The Bentley Drivers’ Club held its Silverstone Race Meeting on July 31st, and the inimitable exhaust thunder of long-stroke, sixteen-valve engines rang round Northampton.
The morning session of speed consisted of a High-Speed Trial, in which Nicholson’s imposing 6 1/2-litre Bentley saloon with protuberant luggage container, Oldworth’s 2-litre Aston Martin and Mann’s Lagonda retired and Beasley’s H.R.G. was too slow, leaving G. G. McDonald’s well-known 4 1/2-litre Bentley to win the up-to-5-litre class from Halliday’s Bentley, Morris’ Lagonda and Jeddere-Fisher’s very nice 30/98 Vauxhall, the over-5-litre class being contested by Becker’s 6 1/2-litre Bentley.
After lunch had been “drunk” an ingenious Bentley scratch sweepstake followed, in which various Bentleys circulated very fast in pairs and some nearly visited the Woodcote ditch.
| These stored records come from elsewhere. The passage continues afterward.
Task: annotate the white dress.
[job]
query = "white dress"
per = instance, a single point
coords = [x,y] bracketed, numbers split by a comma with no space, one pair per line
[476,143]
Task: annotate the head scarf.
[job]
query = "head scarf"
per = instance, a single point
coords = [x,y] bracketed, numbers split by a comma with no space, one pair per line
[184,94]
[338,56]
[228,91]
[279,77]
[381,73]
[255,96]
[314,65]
It was said that only Stanley Sedgwick knew what all this was about, but J. A. Williamson, who has the arms of a Nuvolari, was declared to have made fastest lap in his imposing 4 1/2-litre tourer, which did everything except tour.
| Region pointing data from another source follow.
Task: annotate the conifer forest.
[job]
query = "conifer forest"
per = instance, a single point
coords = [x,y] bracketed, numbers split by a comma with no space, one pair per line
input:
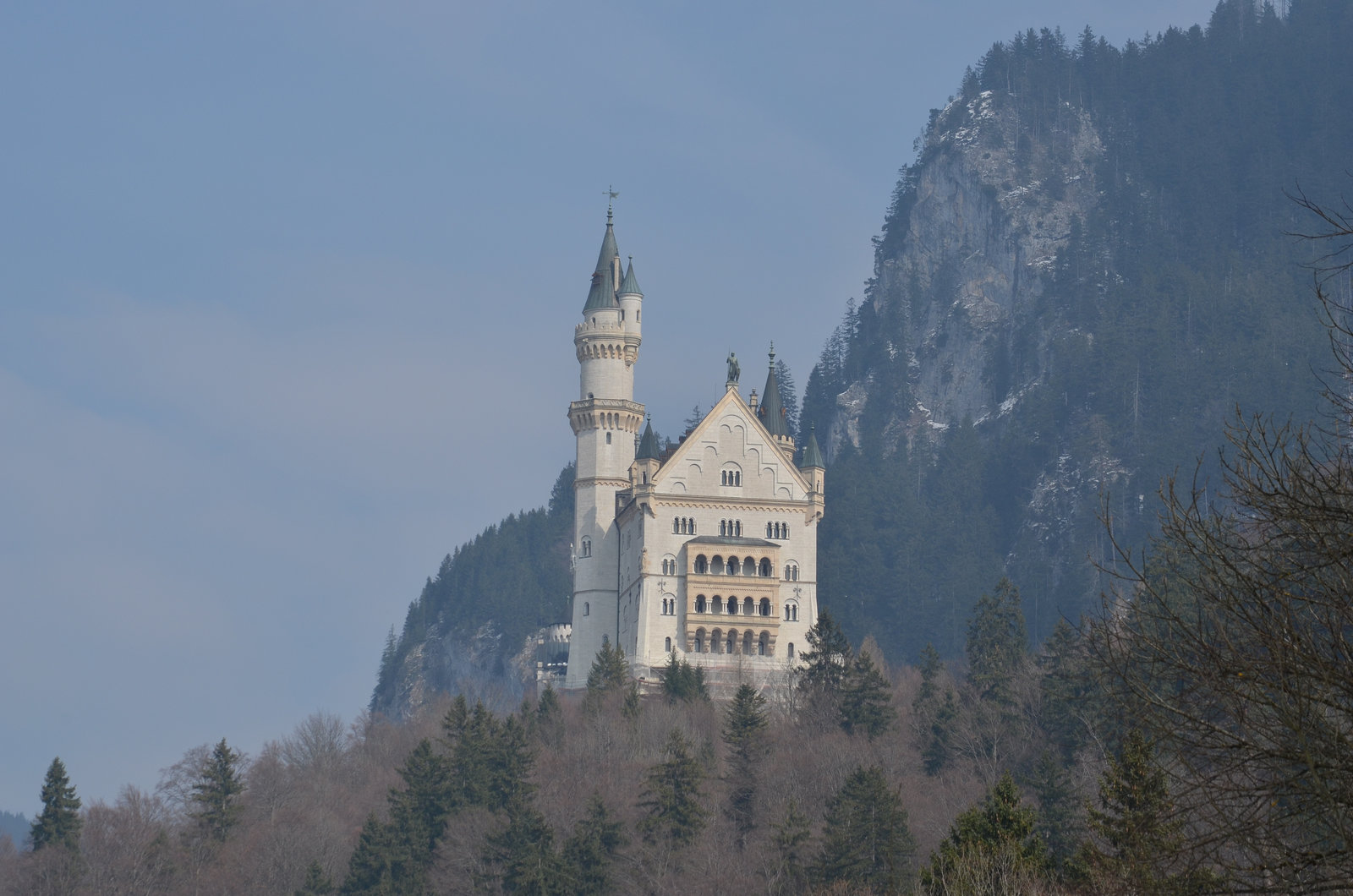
[1134,679]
Schellenberg disposed of his opposition (which happened to be Pitts’ blower-4 1/2) by emitting a record smoke-screen from his Barnato-Hassan — which appeared to be overcome by this ingenious performance and which used to go so much better round Brooklands. J. Broad’s 4 1/2-litre Bentley, which was long rather than broad, evidently possessed similar ideas, because it was emitting horizontal jets of steam, but from the wrong, or radiator, end.
There followed lots of races, for Aston Martin, Lagonda, vintage and post-vintage thoroughbred cars as well as for Bentleys. Again and again McDonald, Williamson and Burton duelled a few inches apart in their very rapid 4 1/2-litre Bentleys, Burton and Williamson tying for the honour of making fastest-lap-of-the-day, at 72.36 m.p.h., until Williamson’s car broke a back spring, which he replaced in time to run in the last event.
J. A. Watts, in a pointed-tail 2-seater 3-litre, just toured along, changing gear determinedly with gauntletted hands. McKenzie Junior won the 3-litre scratch race, at 56.03 m.p.h., McDonald the 4 1/2-litre scratch race at 69.85 m.p.h., but there were insufficient entries for the over-4 1/2-litre race to be run, although Nicholson’s and Becker’s closed 6 1/2-litre Bentleys motored to great purpose, the latter’s, which was quite unaffected by the grass verge at Woodcote, winning a five-lap handicap race at 57.96 m.p.h.
M. D. Hollis drove his rare 2-seater-bodied 3-litre. D. Halliday’s Bentley was off form, so that this driver’s Persil-finished overalls availed him nothing.
Of the two handicaps for Lagonda cars, the first was won by Newman’s 3-litre, at 52.6 m.p.h., the second by Smith’s 3 1/2-litre, at 55.42 m.p.h. Bentley honour was upheld in the vintage handicap, R. H. B. Mason, of the Shell Film Unit, driving his very smart, long-chassis open 4 1/2-litre perhaps more sanely than same, to win at 62.99 m.p.h. front Broad’s Bentley (now converted from a steamer to an i.c. car) and Hollington’s 4 1/2-litre Bentley. Michael’s 4 1/2-litre Lagonda thoroughbred won this sort of race, at 60.77 m.p.h., from Easdale’s Alfa-Romeo thoroughbred and Sims’ Aston Martin thoroughbred.
Only four Aston Martins entered for the A-M race, which was won by A. G. Oldworth’s 2-litre, at 63.13 m.p.h..
Mason finally won the 10-lap Any-Bentley Handicap, at 63.89 m.p.h., front McKenzie and McDonald.
Present, but not dicing, were Forrest Lycett’s immortal 8-litre Bentley and Peter Robertson-Roger’s ex-Birkin blower-4 1/2 Brooklands car. And how nice to see a club secretary driving the kind of car his club supports! — the genial Col. Berthon in his very nice old-school Bentley. — W. B.